Click here to read the language of TRIPRA.
As we have reported in recent posts on InsureReinsure.com, the road to this extension has been eventful over the last few months.  Most recently, the House of Representatives approved, by a 360-53 vote, of TRIPRA but this was after weeks of debate in the House and Senate over the terms of TRIA extension legislation.  In agreeing to the terms of TRIPRA, the House acquiesced to narrower terms, favored by the Senate and the Bush Administration than those proposed in a prior House version.
 
TRIPRA will result in a few modifications of the current Terrorism Risk Insurance Program.  It expands coverage to include domestic attacks, but does not add coverage for group life insurance.

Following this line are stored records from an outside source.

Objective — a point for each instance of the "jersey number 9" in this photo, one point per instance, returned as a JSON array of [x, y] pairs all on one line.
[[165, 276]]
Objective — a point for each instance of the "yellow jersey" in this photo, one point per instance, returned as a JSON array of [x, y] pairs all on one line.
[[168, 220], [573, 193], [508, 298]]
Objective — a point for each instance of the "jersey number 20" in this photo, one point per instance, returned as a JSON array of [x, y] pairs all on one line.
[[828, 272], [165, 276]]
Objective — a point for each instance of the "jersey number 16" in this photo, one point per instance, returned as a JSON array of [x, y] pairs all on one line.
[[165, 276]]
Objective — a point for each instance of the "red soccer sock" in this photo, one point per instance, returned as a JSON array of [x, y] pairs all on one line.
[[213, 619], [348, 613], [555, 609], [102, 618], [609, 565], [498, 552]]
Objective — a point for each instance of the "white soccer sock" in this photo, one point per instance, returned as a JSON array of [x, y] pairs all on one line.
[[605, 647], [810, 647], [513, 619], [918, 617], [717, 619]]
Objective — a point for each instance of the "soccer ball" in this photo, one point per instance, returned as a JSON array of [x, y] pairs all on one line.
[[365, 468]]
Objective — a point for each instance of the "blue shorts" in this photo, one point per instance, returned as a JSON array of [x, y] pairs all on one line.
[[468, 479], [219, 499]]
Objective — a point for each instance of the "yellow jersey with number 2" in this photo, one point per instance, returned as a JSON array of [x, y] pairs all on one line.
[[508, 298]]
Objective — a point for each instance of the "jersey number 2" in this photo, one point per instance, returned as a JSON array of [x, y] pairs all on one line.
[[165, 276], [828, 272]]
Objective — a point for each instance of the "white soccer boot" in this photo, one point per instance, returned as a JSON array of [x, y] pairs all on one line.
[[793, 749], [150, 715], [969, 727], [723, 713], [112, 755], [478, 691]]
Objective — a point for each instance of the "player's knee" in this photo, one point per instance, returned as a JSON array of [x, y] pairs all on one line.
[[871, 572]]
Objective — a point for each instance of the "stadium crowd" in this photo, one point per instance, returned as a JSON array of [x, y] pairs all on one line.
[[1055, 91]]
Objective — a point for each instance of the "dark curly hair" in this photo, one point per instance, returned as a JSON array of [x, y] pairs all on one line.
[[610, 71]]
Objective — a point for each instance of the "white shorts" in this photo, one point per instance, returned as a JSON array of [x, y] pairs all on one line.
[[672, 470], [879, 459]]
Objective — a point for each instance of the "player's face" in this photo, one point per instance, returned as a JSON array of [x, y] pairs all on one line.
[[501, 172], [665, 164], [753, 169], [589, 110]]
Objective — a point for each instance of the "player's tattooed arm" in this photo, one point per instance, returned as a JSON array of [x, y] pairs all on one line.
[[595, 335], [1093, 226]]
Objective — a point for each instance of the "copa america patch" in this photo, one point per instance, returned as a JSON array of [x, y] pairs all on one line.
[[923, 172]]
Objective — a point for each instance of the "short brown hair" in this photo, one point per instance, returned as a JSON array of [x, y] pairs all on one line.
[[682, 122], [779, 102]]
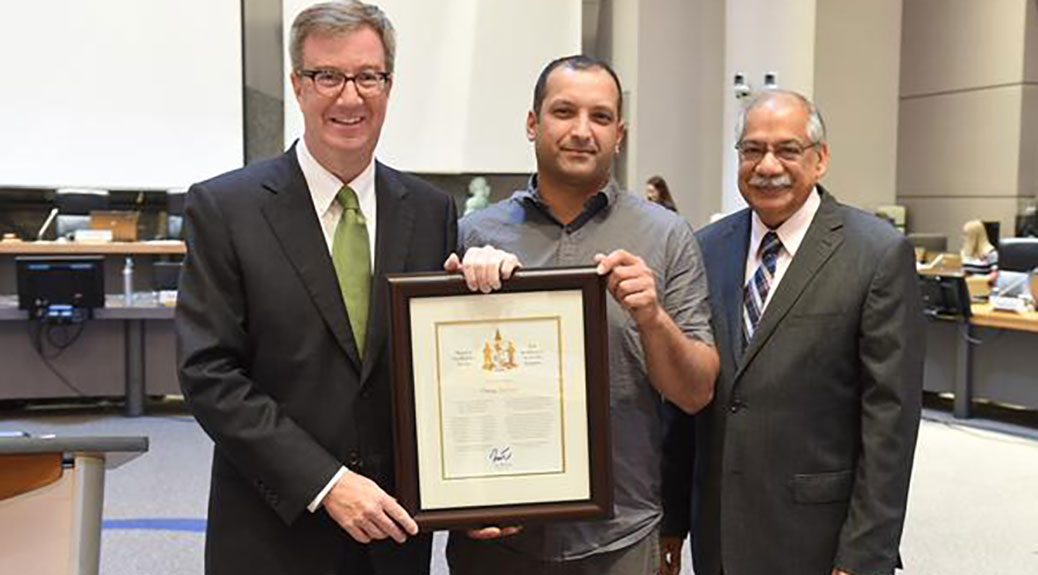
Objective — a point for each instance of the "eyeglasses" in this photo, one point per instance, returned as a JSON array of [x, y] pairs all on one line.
[[330, 83], [787, 152]]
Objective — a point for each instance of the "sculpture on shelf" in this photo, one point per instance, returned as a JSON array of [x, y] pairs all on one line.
[[479, 195]]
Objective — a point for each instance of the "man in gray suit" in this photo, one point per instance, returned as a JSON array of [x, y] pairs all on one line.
[[804, 456]]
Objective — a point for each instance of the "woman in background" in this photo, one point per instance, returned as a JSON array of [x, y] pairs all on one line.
[[979, 256], [657, 192]]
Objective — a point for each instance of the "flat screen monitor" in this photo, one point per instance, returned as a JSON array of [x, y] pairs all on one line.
[[74, 281], [933, 243], [992, 229], [1018, 254], [945, 296]]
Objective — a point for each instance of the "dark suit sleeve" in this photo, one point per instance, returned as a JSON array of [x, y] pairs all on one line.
[[285, 465], [454, 240], [892, 348], [677, 463]]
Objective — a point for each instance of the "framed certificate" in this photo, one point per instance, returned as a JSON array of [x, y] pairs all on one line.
[[501, 400]]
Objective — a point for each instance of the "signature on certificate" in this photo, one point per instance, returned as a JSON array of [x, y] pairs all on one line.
[[500, 456]]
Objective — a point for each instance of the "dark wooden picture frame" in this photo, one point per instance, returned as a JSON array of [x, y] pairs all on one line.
[[404, 288]]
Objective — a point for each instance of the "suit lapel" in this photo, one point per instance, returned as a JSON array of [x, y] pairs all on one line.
[[823, 237], [393, 227], [730, 290], [294, 221]]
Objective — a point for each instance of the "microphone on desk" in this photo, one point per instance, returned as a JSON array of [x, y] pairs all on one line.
[[47, 223]]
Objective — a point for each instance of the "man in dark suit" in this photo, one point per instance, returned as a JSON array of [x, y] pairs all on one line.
[[282, 318], [803, 457]]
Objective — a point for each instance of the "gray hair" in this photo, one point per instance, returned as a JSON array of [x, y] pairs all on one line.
[[340, 18], [816, 126]]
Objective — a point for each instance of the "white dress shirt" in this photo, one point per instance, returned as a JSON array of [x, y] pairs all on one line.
[[324, 187], [791, 234]]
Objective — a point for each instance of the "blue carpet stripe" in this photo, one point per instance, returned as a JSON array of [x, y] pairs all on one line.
[[188, 525]]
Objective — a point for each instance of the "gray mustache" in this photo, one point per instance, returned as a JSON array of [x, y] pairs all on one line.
[[783, 181]]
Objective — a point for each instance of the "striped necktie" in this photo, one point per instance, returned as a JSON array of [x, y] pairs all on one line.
[[351, 255], [757, 291]]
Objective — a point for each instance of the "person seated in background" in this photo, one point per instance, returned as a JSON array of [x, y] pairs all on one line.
[[979, 256], [658, 192]]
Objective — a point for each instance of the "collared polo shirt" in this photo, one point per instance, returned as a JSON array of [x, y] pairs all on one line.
[[611, 219]]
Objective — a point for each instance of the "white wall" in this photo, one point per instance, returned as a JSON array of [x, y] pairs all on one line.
[[464, 81], [857, 59], [679, 93], [763, 36], [119, 93], [966, 146]]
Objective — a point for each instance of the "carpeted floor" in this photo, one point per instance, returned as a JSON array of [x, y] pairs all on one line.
[[973, 508]]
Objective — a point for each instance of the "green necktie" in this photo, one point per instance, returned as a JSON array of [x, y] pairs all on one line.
[[352, 258]]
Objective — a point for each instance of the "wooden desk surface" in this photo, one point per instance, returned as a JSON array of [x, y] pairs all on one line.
[[983, 316], [72, 248]]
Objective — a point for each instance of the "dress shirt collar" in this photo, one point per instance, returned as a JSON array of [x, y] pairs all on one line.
[[791, 231], [324, 185], [598, 201]]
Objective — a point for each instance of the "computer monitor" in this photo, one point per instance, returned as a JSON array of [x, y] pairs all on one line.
[[945, 296], [1018, 254], [992, 229], [932, 243], [1027, 224], [65, 285]]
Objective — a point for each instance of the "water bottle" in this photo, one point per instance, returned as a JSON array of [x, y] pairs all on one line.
[[128, 282]]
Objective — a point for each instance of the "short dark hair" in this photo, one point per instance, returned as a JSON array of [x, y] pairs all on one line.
[[580, 62]]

Earlier versions of the extension legislation passed by the House would have (i) extended the program for 15, rather than 7 years; (ii) lowered the threshold for triggering aid under the program from $100 million to $50 million; (iii) required insurers to offer coverage for nuclear, biological, chemical and radiological attacks; and (iv) expanded the Program’s scope to include group life coverage, but TRIPRA does none of these.  As we discussed here, the President had expressed his intention to veto any legislation containing such terms, prompting the Senate to pass the narrower extension legislation and the House to follow suit.